Un nuage dans la gorge

Elles tombaient sans faire de bruit sur l’émail blanc du lavabo, des petites taches vermeilles éclaboussant à peine. Si on regardait attentivement, on y discernait des formes et des visages, comme dans les nuages les ciels d’été. Elle se souvint alors avoir été cette petite fille qui, dans les blés coupés, regarde par-dessus elle et compte les dames et les messieurs se faire la course dans les cumulus. Quand elle partait en vacances, à l’époque, elle avait même un cahier qu’elle gardait toujours sur elle et où elle notait, chaque jour, les plus belles formes rencontrées. C’était son trésor, beaucoup plus marrant qu’un herbier.

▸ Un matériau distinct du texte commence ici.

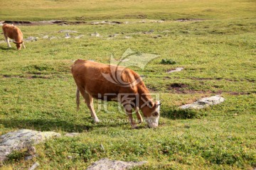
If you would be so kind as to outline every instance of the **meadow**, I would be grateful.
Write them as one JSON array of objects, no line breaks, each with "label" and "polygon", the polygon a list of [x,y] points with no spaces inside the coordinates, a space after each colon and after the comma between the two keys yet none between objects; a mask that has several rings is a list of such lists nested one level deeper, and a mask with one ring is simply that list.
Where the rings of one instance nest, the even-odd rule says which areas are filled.
[{"label": "meadow", "polygon": [[[14,43],[11,48],[0,43],[0,135],[21,128],[81,133],[36,145],[33,160],[14,152],[0,169],[26,169],[36,161],[39,169],[85,169],[105,157],[147,161],[132,169],[256,167],[254,1],[10,0],[0,6],[0,21],[86,22],[21,25],[24,39],[37,40],[25,42],[27,48],[19,51]],[[107,20],[122,23],[90,23]],[[61,31],[67,30],[75,31],[70,38]],[[100,36],[91,35],[95,32]],[[85,104],[76,110],[73,62],[108,64],[112,55],[119,60],[129,48],[138,57],[159,55],[144,69],[131,67],[160,96],[156,129],[146,123],[132,129],[114,102],[107,104],[111,113],[98,110],[97,124]],[[181,67],[181,72],[168,73]],[[225,101],[202,110],[178,109],[216,94]]]}]

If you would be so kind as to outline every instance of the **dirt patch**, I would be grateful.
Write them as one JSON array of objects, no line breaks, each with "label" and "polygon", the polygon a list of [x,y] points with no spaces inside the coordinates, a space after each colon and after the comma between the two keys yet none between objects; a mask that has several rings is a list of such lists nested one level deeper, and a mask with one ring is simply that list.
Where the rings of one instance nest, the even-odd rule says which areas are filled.
[{"label": "dirt patch", "polygon": [[183,89],[183,88],[186,88],[188,86],[188,84],[178,84],[178,83],[174,83],[174,84],[171,84],[169,85],[169,86],[171,89]]}]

Elle avait sept ou huit ans alors, elle ne le connaissait pas encore, elle avait le temps pour elle, pour les nuages et les trésors. Mais depuis qu’elle lui avait ouvert son ventre et sa tête, elle n’avait plus de place pour le reste. Il avait pris tout l’espace de son ciel et disait maintenant qu’il voulait partir, la laisser avec son grand vide en elle.

Ce soir, devant le lavabo, elle y repensait soudain à son cahier … Elle plissait un peu les yeux pour mieux discerner les dessins rouges sur le blanc… Là, à gauche, n’était ce pas un soleil ?… Et juste à côté, encore, la silhouette d’un chat, un minou au dos rond… Plus bas, vers le siphon, une tête d’indien qui faisait son important… Et au-dessus du lavabo, sur le miroir, sa tête à lui.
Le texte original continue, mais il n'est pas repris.